Thirty labor unions and associations appealed to the Labor Ministry on Friday to redraft its planned Trade Union Law, which they say will suppress industrial action and facilitate union busting, despite significant concessions in the latest draft.
The law has been two years in the making, but the Labor Ministry has said it plans to send a final draft to the Council of Ministers as soon as this month. But despite some key changes, such as lowering the threshold of workers needed to start a union, leaders of the country’s labor movement still say the law will hurt unions.
Ath Thorn, president of the Coalition of Cambodian Apparel Workers’ Democratic Union, said the most troubling part of the law was a provision that would allow just 25 percent of members to dissolve a union.
“It is this point that continues to concern us most…because unions are created by a majority of people,” he said, adding that the law would also allow only one member to bring a motion to dissolve.
Further threatening unions is a provision that will require more than 50 percent of employees at a given factory to vote for a strike before it can go ahead, said Mr. Thorn.

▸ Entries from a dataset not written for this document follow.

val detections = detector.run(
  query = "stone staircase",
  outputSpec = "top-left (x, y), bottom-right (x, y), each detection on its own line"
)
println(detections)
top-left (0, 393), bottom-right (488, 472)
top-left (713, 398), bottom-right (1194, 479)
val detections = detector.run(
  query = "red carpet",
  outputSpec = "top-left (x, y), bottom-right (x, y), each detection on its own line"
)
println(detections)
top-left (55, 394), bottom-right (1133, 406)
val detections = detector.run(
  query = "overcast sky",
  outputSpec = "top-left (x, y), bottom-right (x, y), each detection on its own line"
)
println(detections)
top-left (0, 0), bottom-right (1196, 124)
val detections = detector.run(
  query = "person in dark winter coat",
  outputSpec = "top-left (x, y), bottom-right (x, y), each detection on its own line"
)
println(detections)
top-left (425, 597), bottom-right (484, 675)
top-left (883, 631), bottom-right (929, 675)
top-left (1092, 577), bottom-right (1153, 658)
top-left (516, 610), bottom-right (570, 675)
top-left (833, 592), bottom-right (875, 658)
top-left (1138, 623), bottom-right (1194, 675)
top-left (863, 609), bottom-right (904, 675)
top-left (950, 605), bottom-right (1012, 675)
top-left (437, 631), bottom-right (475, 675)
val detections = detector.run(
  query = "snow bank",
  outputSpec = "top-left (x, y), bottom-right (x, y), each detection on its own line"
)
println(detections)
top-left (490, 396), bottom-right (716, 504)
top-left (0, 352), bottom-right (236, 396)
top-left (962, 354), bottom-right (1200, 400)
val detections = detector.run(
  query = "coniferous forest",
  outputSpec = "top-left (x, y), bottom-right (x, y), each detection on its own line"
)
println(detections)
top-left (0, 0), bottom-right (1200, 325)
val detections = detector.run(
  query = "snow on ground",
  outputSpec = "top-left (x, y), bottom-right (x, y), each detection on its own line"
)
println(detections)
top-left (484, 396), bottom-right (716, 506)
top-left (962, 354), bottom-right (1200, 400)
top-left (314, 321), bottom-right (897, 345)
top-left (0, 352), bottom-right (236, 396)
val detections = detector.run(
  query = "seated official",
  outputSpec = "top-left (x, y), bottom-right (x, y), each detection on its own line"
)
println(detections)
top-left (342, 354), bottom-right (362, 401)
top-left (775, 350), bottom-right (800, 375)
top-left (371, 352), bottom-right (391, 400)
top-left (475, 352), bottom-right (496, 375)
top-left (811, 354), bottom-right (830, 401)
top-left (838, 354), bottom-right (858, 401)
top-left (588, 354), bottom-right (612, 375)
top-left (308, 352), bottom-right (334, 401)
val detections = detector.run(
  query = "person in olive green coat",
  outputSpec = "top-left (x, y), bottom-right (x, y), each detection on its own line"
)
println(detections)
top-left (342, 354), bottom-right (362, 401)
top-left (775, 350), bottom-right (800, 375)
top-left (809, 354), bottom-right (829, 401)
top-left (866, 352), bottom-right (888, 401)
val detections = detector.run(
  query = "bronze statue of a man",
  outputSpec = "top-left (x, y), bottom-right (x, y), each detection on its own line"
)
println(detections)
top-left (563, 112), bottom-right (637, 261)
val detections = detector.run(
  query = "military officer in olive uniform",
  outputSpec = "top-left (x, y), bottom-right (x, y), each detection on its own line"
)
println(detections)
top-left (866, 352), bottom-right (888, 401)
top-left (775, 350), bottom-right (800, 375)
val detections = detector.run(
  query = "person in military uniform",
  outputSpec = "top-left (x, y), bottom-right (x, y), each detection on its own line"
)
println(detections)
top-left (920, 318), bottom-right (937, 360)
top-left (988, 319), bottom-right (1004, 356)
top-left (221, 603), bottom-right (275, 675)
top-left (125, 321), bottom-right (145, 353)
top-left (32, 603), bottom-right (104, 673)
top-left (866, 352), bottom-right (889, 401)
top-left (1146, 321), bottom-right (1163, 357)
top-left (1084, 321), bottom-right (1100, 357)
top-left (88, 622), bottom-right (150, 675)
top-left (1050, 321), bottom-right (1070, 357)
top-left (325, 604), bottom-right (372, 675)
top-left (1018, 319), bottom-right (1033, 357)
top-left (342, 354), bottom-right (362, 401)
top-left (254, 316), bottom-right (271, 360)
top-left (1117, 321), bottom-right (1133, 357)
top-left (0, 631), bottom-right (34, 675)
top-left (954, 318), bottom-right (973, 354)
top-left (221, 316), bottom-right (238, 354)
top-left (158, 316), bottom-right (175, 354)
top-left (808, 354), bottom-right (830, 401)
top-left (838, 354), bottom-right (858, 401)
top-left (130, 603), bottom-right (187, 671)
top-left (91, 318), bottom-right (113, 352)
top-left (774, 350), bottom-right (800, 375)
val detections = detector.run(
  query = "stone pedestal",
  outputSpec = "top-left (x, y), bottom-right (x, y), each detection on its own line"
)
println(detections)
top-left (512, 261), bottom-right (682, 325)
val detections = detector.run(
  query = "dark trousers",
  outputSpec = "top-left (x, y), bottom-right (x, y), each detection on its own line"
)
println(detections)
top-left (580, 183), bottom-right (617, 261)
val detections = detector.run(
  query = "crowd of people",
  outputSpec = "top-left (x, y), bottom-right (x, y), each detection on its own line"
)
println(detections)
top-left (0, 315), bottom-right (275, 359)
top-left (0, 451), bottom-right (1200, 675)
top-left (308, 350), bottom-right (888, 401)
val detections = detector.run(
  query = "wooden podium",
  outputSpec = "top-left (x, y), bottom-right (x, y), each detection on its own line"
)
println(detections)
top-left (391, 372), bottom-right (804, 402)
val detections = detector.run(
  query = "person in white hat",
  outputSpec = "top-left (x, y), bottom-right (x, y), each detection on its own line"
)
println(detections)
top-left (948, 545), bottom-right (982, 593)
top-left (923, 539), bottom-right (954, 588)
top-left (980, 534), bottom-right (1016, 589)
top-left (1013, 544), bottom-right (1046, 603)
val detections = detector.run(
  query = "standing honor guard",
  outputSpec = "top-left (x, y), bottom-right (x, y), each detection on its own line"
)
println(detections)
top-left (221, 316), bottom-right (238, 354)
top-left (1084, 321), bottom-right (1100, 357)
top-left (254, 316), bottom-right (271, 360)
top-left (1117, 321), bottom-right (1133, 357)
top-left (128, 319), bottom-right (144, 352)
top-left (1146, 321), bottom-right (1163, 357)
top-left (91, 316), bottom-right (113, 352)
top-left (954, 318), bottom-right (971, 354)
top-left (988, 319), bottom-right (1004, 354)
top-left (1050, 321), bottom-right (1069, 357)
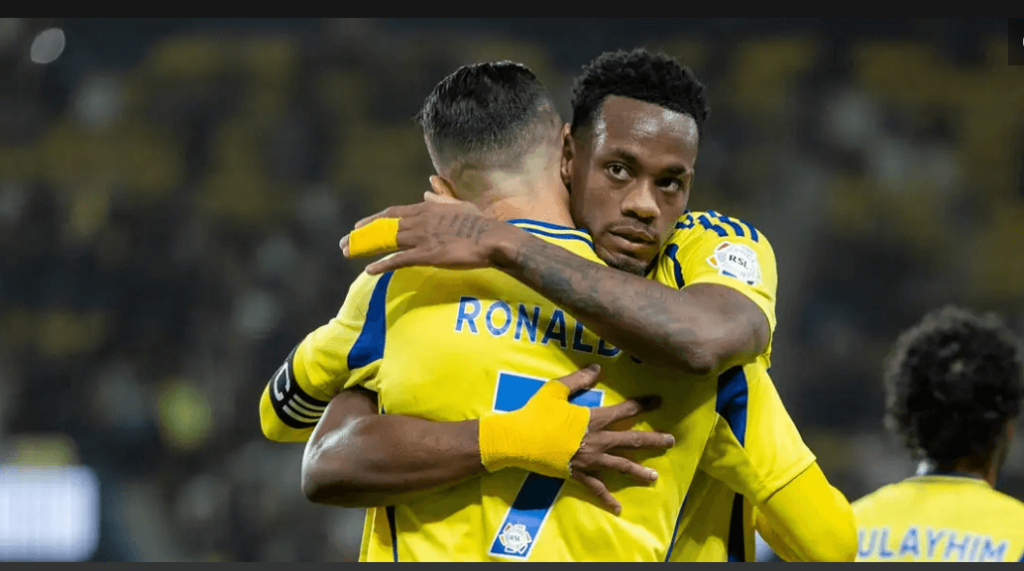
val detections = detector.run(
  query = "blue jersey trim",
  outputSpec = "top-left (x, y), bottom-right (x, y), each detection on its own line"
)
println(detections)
top-left (665, 495), bottom-right (688, 563)
top-left (348, 271), bottom-right (394, 370)
top-left (715, 366), bottom-right (748, 446)
top-left (728, 493), bottom-right (746, 563)
top-left (384, 506), bottom-right (398, 563)
top-left (665, 244), bottom-right (686, 290)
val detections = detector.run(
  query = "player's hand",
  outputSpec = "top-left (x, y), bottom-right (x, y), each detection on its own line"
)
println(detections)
top-left (555, 367), bottom-right (676, 516)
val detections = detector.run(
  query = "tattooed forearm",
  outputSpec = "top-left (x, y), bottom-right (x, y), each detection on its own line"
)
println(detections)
top-left (433, 214), bottom-right (490, 244)
top-left (501, 236), bottom-right (748, 375)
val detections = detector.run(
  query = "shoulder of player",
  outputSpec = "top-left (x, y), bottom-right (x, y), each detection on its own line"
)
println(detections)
top-left (850, 482), bottom-right (902, 516)
top-left (670, 210), bottom-right (768, 245)
top-left (510, 220), bottom-right (604, 265)
top-left (346, 267), bottom-right (437, 309)
top-left (989, 488), bottom-right (1024, 521)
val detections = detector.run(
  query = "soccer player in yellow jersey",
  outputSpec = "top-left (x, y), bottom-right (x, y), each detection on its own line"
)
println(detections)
top-left (262, 59), bottom-right (739, 561)
top-left (331, 51), bottom-right (853, 561)
top-left (853, 307), bottom-right (1024, 562)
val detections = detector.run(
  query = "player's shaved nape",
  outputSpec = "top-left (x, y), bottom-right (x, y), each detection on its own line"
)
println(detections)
top-left (416, 61), bottom-right (561, 196)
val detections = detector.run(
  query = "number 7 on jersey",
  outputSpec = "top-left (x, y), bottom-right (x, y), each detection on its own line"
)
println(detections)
top-left (490, 371), bottom-right (604, 561)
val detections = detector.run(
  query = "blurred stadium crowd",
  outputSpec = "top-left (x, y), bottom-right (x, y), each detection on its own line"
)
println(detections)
top-left (0, 19), bottom-right (1024, 561)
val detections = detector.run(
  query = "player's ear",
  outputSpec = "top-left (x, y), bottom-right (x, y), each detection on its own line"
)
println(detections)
top-left (430, 175), bottom-right (459, 199)
top-left (559, 123), bottom-right (575, 190)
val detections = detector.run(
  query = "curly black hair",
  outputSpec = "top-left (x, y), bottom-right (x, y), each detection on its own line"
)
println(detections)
top-left (415, 60), bottom-right (561, 170)
top-left (885, 306), bottom-right (1024, 470)
top-left (572, 48), bottom-right (711, 139)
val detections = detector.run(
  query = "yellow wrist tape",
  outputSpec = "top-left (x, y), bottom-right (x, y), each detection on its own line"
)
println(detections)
top-left (348, 218), bottom-right (398, 258)
top-left (480, 381), bottom-right (590, 479)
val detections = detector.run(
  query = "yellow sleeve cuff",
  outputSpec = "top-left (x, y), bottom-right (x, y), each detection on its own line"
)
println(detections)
top-left (479, 381), bottom-right (590, 479)
top-left (755, 463), bottom-right (857, 562)
top-left (348, 218), bottom-right (398, 258)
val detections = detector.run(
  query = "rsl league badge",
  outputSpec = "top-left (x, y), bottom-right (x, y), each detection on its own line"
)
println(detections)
top-left (708, 241), bottom-right (761, 286)
top-left (498, 523), bottom-right (534, 556)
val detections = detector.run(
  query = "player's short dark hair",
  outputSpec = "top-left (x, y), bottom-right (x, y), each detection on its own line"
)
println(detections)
top-left (416, 61), bottom-right (561, 170)
top-left (885, 306), bottom-right (1024, 470)
top-left (572, 48), bottom-right (711, 143)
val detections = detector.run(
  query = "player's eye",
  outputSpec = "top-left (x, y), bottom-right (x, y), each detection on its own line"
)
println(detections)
top-left (606, 163), bottom-right (630, 180)
top-left (657, 178), bottom-right (683, 192)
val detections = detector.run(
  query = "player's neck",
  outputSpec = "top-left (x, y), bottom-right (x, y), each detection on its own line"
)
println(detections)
top-left (464, 167), bottom-right (575, 227)
top-left (478, 194), bottom-right (574, 228)
top-left (918, 458), bottom-right (998, 488)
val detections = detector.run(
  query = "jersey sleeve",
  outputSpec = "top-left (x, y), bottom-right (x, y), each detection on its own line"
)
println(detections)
top-left (699, 363), bottom-right (816, 506)
top-left (260, 272), bottom-right (395, 442)
top-left (657, 211), bottom-right (778, 341)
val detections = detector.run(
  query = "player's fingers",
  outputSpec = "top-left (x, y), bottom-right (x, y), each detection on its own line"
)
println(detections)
top-left (355, 203), bottom-right (424, 228)
top-left (555, 363), bottom-right (601, 395)
top-left (590, 396), bottom-right (662, 430)
top-left (603, 430), bottom-right (676, 450)
top-left (572, 472), bottom-right (623, 516)
top-left (595, 454), bottom-right (657, 483)
top-left (423, 190), bottom-right (462, 205)
top-left (338, 234), bottom-right (348, 258)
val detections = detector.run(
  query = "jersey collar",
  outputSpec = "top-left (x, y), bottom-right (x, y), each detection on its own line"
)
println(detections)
top-left (506, 218), bottom-right (594, 249)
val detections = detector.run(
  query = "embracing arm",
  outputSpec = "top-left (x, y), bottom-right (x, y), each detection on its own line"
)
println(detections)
top-left (302, 388), bottom-right (486, 508)
top-left (341, 203), bottom-right (774, 376)
top-left (302, 367), bottom-right (674, 513)
top-left (495, 230), bottom-right (769, 376)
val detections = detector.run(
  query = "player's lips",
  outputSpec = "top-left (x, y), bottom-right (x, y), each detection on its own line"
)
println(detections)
top-left (608, 226), bottom-right (657, 246)
top-left (608, 230), bottom-right (657, 260)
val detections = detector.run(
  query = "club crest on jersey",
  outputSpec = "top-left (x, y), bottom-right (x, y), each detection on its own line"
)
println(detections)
top-left (498, 523), bottom-right (534, 555)
top-left (708, 241), bottom-right (761, 286)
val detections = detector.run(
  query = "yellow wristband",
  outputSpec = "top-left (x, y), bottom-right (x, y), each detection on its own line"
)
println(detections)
top-left (348, 218), bottom-right (398, 258)
top-left (480, 381), bottom-right (590, 478)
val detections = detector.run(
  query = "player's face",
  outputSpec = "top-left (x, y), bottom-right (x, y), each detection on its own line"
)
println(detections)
top-left (562, 96), bottom-right (697, 275)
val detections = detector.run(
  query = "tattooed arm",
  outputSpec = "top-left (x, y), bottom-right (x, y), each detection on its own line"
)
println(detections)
top-left (494, 229), bottom-right (769, 375)
top-left (341, 203), bottom-right (769, 375)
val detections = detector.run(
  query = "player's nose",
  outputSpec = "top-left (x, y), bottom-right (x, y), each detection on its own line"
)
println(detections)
top-left (622, 182), bottom-right (658, 222)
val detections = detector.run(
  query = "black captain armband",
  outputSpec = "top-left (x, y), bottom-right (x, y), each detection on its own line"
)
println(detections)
top-left (270, 350), bottom-right (328, 429)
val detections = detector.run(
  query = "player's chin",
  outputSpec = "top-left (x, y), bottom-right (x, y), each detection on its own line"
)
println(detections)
top-left (599, 250), bottom-right (649, 277)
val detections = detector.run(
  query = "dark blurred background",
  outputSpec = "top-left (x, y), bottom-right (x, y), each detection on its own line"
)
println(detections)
top-left (0, 18), bottom-right (1024, 561)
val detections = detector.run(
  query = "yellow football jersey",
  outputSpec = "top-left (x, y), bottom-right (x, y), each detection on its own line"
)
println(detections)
top-left (261, 221), bottom-right (718, 561)
top-left (649, 211), bottom-right (815, 562)
top-left (261, 215), bottom-right (813, 561)
top-left (853, 474), bottom-right (1024, 562)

“I think if this draft is approved, we won’t be able to take strike actions at factories,” he said, “For example, [a factory with] 10,000 workers would need the agreement of 5,000 members plus one before they could strike. How would we be expected to find this number?”
Pav Sina, president of the Collective Union of Movement of Workers, said that the law protected the interests of the government and factory owners.
“[If] this law is approved it will affect the rights of workers throughout the whole country as it will cost them the right to demand change or to join strikes,” he said.
Mam Vannak, a secretary of state at the Labor Ministry, said he had not seen the letter from the unions.
“I don’t know which articles the union leaders mean and they could be confused,” he said.